L’immunothérapie, une option innovante mais coûteuse contre le cancer du poumon

L'immunothérapie figure parmi les progrès thérapeutiques les plus prometteurs contre le cancer, notamment du poumon. Forts de ces perspectives encourageantes, les laboratoires n'hésitent pas à fixer leurs prix, quitte à frôler la démesure.

Avec celui du pancréas, du foie et de l'œsophage, le cancer du poumon est un de ceux dont la survie à cinq ans s'est le moins améliorée ces quinze dernières années. Mais sa prise en charge par l'immunothérapie redonne un peu espoir, notamment dans le cas du cancer métastatique.
"Contrairement aux traitements conventionnels qui essayent de détruire les cellules tumorales, explique Le Figaro, l'immunothérapie permet au système immunitaire du patient de mener lui-même cette lutte".
La qualité de vie du malade s'en ressent, notamment par le fait que les métastases présentes au niveau du foie et du cerveau se réduisent en même temps que la tumeur bronchique, explique le Pr Julien Mazières, pneumologue et oncologue au CHU de Toulouse, qui a pu faire ce constat chez un patient "après deux injections seulement".
Le problème de ces nouveaux traitements, nuance Le Figaro, est qu'ils sont souvent proposés à des prix exorbitants.
Une tendance qui se généralise, y compris en France, "malgré la régulation des autorités, censées avoir le dernier mot lors des négociations entre industriels et le Comité économique des produits de santé (CEPS).

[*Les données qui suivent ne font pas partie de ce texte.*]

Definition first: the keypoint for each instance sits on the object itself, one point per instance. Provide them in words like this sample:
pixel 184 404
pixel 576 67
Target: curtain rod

Aux Etats-Unis, une cure annuelle de Keytruda, produit par le laboratoire MSD, utilisé notamment pour le cancer du poumon, coûte par exemple plus de 100.000 euros.
En France, les tarifs du Keytruda ne sont pas encore fixés, mais l'objectif du laboratoire dans les discussions avec les autorités de santé vise à atteindre ceux des traitements innovants actuels.
C'est-à-dire des montants comparables à celui du Sovaldi, un médicament contre l'hépatite C facturé environ 40.000 euros, et qui a récemment été dénoncé par la Ligue contre le cancer et Médecins du monde.
Pour justifier de tels prix, les laboratoires ne mettent pas en avant les coûts de production mais ceux de la recherche et développement (R&D).
En outre, explique Eric Baseilhac, directeur des affaires économiques au Leem (Les entreprises du médicament), ces tarifs "permettent à l'industriel de continuer à investir dans les innovations de demain… Dans les huit premières années de sa mise sur le marché, un produit innovant perd 50% de sa valeur. Il est légitime qu'il soit cher à l'entrée".
Argument vite réfuté par le Pr Dominique Maraninchi, de l'Institut Paoli-Calmettes (IPC de Marseille), qui estime que "ces traitements ne valent pas ce prix-là" et que les industriels cherchent surtout "à obtenir le maximum que les États sont prêts à payer."
Le coût de la R&D a de surcroît diminué ces dernières années, souligne-t-il, notamment parce que "les molécules innovantes proviennent de plus en plus de la recherche publique, payée sur nos deniers."